Doctors might order and perform the E2 test, which measures blood concentrations of the hormone.
The exam is performed at a physician’s office, hospital, or medical clinic. Prior to administration, individuals might be asked to refrain from using certain medications. Common drugs that could skew the results include antibiotics, birth control pills, certain kinds of steroids, various hormonal supplements and some drugs designed to treat mental health problems.
That said, test recipients should not automatically stop taking prescribed medications in advance of the test. Such decisions should be made only after close consultation with and approval from a healthcare professional.
Those undergoing the E2 examination are required to produce a blood sample. A doctor will gather the sample by using a needle to administer a shot into a recipient’s vein. Individuals might feel slight pain or tingling at the injection site. However, such discomfort is typically short-lived and does not precipitate any lasting pain or scarring.
Reasons the Test Is Ordered
Medical professionals might order the E2 test for both male and female patients. In women, the test might be used to assess the effectiveness of various reproductive organs, to detect ovarian cancer, to determine if the patient is experiencing normal menstrual cycles, to check if body characteristics are forming properly or to confirm if menopausal or fertility treatments are working. Men experiencing poor sperm health might receive the E2 test to eliminate hormonal imbalances as a precipitating factor.
What is considered normal might vary depending upon certain factors including the recipient’s age, gender, and the presence of any underlying ailments. That said, typical readings for men range from 10 to 50 pg per mL. Normal readings in women depend on whether she is pre- or postmenopausal. In premenopausal subjects, usual findings range between 30 and 400 pg per mL. The results for postmenopausal women should be anywhere from 0 to 30 pg per mL.
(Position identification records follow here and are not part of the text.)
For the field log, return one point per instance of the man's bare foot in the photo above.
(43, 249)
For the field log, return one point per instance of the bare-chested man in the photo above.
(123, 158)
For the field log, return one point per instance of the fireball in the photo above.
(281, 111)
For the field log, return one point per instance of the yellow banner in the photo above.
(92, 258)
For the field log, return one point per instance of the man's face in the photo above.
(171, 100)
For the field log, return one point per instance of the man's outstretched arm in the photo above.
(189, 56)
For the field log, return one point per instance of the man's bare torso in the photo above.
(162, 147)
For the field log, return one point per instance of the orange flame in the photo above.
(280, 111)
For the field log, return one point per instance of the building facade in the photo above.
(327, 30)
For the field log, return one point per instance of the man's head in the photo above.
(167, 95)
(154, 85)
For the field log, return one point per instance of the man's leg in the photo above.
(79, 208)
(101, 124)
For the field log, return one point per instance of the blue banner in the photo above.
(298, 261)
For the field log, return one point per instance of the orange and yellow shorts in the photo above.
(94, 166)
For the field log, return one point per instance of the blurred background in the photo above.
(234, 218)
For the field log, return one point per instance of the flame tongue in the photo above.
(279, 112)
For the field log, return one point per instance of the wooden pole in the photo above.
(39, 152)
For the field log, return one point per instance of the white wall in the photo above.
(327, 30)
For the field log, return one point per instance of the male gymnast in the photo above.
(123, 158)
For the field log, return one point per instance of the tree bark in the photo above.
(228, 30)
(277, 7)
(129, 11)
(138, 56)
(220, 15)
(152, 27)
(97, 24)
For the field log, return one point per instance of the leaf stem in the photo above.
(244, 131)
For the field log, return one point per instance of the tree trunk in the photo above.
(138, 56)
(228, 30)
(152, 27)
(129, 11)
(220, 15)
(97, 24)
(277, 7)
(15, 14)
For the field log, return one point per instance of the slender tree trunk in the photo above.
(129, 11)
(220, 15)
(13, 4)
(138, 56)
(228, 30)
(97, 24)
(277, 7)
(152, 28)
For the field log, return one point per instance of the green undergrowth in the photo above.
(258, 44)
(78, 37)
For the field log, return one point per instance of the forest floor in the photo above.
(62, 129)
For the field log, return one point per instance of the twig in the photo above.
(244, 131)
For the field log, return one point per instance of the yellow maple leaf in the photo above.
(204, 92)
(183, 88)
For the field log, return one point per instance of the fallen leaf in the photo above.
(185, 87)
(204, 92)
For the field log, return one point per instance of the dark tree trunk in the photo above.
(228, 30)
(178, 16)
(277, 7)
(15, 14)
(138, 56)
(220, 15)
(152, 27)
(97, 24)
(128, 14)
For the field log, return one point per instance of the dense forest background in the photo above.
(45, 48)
What Can Abnormal Results Indicate?
Elevated or increased systemic concentrations of the hormone could indicate the presence of conditions like early onset or delayed puberty, disturbed menstrual cycles, diminished reproductive system function, potential presence of certain serious illnesses like cancer, or various genetic disorders.
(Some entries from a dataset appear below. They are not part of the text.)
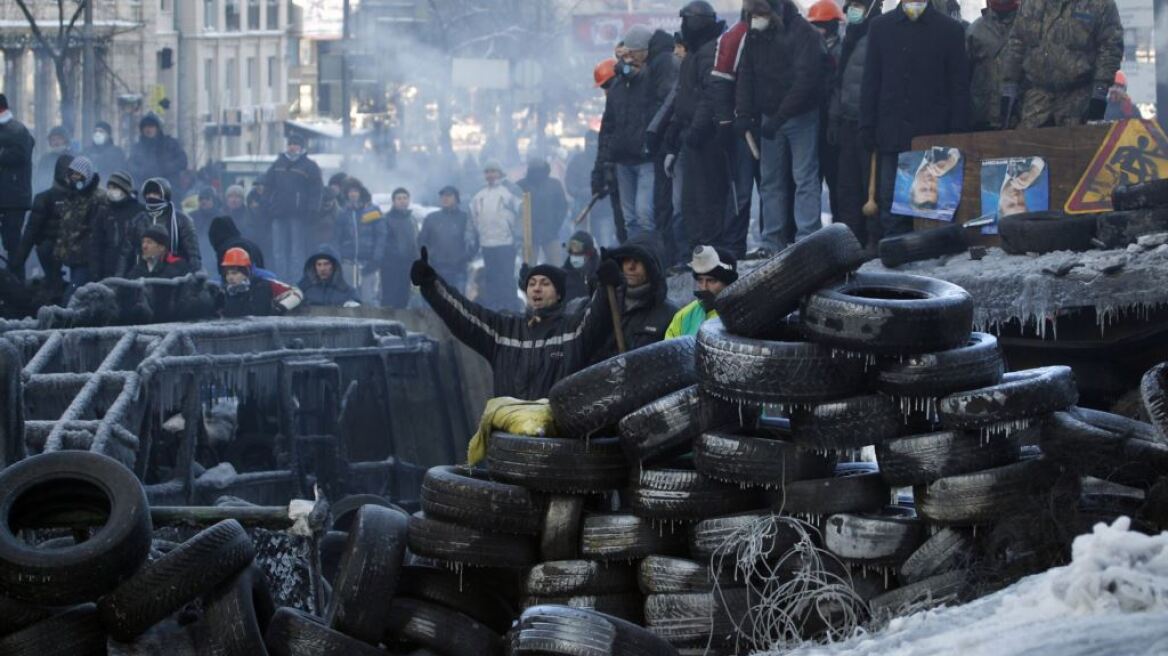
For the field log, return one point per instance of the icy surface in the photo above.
(1111, 599)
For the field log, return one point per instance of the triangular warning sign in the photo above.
(1134, 151)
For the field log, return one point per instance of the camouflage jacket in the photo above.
(985, 42)
(1062, 44)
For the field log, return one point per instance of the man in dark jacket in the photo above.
(157, 154)
(916, 82)
(549, 208)
(528, 351)
(645, 311)
(16, 146)
(292, 192)
(324, 281)
(451, 239)
(702, 161)
(781, 78)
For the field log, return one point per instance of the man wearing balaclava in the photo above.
(916, 83)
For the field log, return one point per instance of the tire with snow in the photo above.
(889, 314)
(557, 465)
(977, 364)
(1020, 396)
(757, 461)
(746, 370)
(850, 423)
(459, 544)
(888, 537)
(923, 459)
(1045, 232)
(669, 425)
(627, 537)
(922, 244)
(985, 496)
(468, 497)
(751, 305)
(683, 495)
(602, 395)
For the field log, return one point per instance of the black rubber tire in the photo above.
(1045, 232)
(296, 633)
(560, 534)
(558, 465)
(889, 314)
(236, 616)
(977, 364)
(39, 489)
(923, 459)
(627, 537)
(602, 395)
(465, 594)
(1154, 396)
(572, 632)
(846, 424)
(1020, 396)
(1141, 195)
(862, 492)
(668, 426)
(923, 244)
(757, 461)
(751, 305)
(947, 550)
(162, 587)
(1118, 229)
(76, 632)
(369, 569)
(686, 495)
(458, 544)
(1105, 446)
(442, 629)
(888, 537)
(748, 370)
(568, 578)
(981, 497)
(466, 496)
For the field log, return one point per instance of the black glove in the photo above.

Specific treatment options will be dictated by the specific underlying cause of the abnormal concentration, as well as the condition’s severity. That said, estrogen regulation can be remedied using a variety of natural techniques (exercise, ingestion of hormone-regulating substances, dietary and other lifestyle alterations, and the reduction of stress). When systemic hormonal concentrations are too low, hormone replacement therapy can be administered.